O Tratado proíbe todas as atividades relacionadas com armas nucleares, tais como desenvolver, testar, produzir, fabricar, adquirir, possuir ou armazenar armas nucleares ou outros dispositivos explosivos nucleares, bem como o uso ou ameaça de uso dessas armas. “Oferece uma alternativa poderosa e muito necessária a um mundo onde as ameaças de destruição maciça têm a possibilidade de prevalecer e onde, de fato, estão a crescer”, defende a ICAN sublinhando que a partir da mobilização das pessoas em todo o mundo, a ICAN tem trabalhado “para acabar com a arma mais destrutiva já criada - a única arma que representa uma ameaça existencial a toda a humanidade”.
Desde o dia 20 de setembro, o Tratado está aberto à assinatura de todos os Estados-membros, na sede da ONU, em Nova York, e entrará em vigor 90 dias depois de ter sido ratificado por pelo menos 50 países. Assim que o Tratado entrar em vigor, outras nações podem juntar-se a ele em qualquer altura.
Nenhum dos nove países com armas nucleares: Estados Unidos, Rússia, Reino Unido, França, Israel, China, Índia, Paquistão e Coreia do Norte, participou nas negociações. Até o Japão, único país alvo de um ataque atómico (em 1945), boicotou as negociações, assim como a maioria dos países da NATO, incluindo Portugal, que votou contra a resolução da Assembleia Geral da ONU em 2016 - a qual estabeleceu o mandato para que as nações negociassem o tratado. “(Portugal) defende que as armas nucleares dos EUA são essenciais para sua segurança”, lê-se nas informações sobre a postura de cada país acerca do Tratado, disponibilizadas para ICAN no seu site.
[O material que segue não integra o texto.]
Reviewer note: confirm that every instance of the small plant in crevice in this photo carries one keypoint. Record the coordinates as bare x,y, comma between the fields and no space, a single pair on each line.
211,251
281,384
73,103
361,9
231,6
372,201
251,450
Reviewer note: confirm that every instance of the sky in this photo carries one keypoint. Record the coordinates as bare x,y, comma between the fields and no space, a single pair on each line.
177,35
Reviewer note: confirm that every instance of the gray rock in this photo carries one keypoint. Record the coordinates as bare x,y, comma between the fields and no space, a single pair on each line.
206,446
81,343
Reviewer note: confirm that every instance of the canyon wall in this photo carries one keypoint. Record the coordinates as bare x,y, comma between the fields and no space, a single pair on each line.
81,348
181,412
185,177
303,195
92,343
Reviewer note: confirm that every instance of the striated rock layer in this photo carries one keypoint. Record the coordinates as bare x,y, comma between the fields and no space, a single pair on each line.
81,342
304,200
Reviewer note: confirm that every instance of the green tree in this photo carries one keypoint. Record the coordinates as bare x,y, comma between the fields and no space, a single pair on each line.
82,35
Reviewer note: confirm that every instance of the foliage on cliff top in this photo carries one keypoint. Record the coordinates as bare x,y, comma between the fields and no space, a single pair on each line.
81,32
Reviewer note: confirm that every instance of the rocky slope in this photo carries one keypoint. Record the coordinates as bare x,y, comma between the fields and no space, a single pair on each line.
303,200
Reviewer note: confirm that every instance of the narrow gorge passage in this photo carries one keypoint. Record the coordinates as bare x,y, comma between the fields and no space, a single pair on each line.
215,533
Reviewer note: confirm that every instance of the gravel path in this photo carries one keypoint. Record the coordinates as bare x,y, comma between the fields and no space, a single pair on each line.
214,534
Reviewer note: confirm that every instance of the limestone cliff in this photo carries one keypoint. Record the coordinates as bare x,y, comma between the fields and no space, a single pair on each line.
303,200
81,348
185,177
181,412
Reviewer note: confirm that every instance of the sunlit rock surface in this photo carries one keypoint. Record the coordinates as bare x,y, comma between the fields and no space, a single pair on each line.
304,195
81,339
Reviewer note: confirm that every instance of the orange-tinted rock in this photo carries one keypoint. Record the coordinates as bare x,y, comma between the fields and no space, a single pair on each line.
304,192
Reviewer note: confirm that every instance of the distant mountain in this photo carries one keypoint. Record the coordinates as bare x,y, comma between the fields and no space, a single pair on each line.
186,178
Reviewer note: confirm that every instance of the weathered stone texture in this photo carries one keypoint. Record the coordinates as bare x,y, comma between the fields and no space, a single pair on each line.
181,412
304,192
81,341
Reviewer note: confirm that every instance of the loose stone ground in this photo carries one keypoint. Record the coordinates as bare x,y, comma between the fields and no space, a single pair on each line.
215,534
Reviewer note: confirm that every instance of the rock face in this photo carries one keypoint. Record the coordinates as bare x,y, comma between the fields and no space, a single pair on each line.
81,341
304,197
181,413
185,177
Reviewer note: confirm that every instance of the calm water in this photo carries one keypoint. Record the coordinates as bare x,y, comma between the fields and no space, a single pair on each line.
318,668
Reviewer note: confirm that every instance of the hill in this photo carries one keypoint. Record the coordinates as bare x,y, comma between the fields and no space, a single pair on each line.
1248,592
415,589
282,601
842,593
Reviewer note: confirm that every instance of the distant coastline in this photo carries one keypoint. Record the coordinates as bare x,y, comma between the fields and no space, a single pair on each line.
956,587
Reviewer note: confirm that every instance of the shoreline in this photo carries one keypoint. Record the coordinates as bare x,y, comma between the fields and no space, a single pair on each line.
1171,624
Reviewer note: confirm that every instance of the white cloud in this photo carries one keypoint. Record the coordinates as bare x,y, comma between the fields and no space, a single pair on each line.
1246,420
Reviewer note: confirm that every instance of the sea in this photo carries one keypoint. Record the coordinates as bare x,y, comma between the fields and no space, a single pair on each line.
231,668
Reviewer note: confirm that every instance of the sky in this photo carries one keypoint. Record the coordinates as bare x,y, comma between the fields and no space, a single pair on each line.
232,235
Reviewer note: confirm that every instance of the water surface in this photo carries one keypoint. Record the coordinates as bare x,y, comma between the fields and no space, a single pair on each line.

No comunicado acerca divulgado da atribuição do Nobel da Paz, a ICAN defende ser equivocada e perigosa a crença de alguns governos “de que as armas nucleares são uma fonte legítima e essencial de segurança”. Essa postura, segundo a ICAN, não só incita à proliferação (de armas nucleares) como prejudica o processo de desarmamento. “Todas as nações devem rejeitar essas armas completamente - antes que sejam usadas novamente”, alerta.
Oficialmente criada em 2007, em Viena, à margem de uma conferência internacional sobre o Tratado sobra a Não Proliferação de Armas Nucleares, a ICAN tem reunido na sua causa ativistas de todo o mundo, mas também celebridades. Entre estes estão o arcebispo anglicano sul-africano Desmond Tutu e o Dalai Lama, que já foram prémio Nobel da Paz, nomeadamente em 1984 e 1989.
A ICAN sucede no galardão ao presidente colombiano, Juan Manuel Santos, distinguido em 2016 pelos seus esforços na restauração da paz na Colômbia. A entrega do prémio realiza-se a 10 de dezembro em Oslo.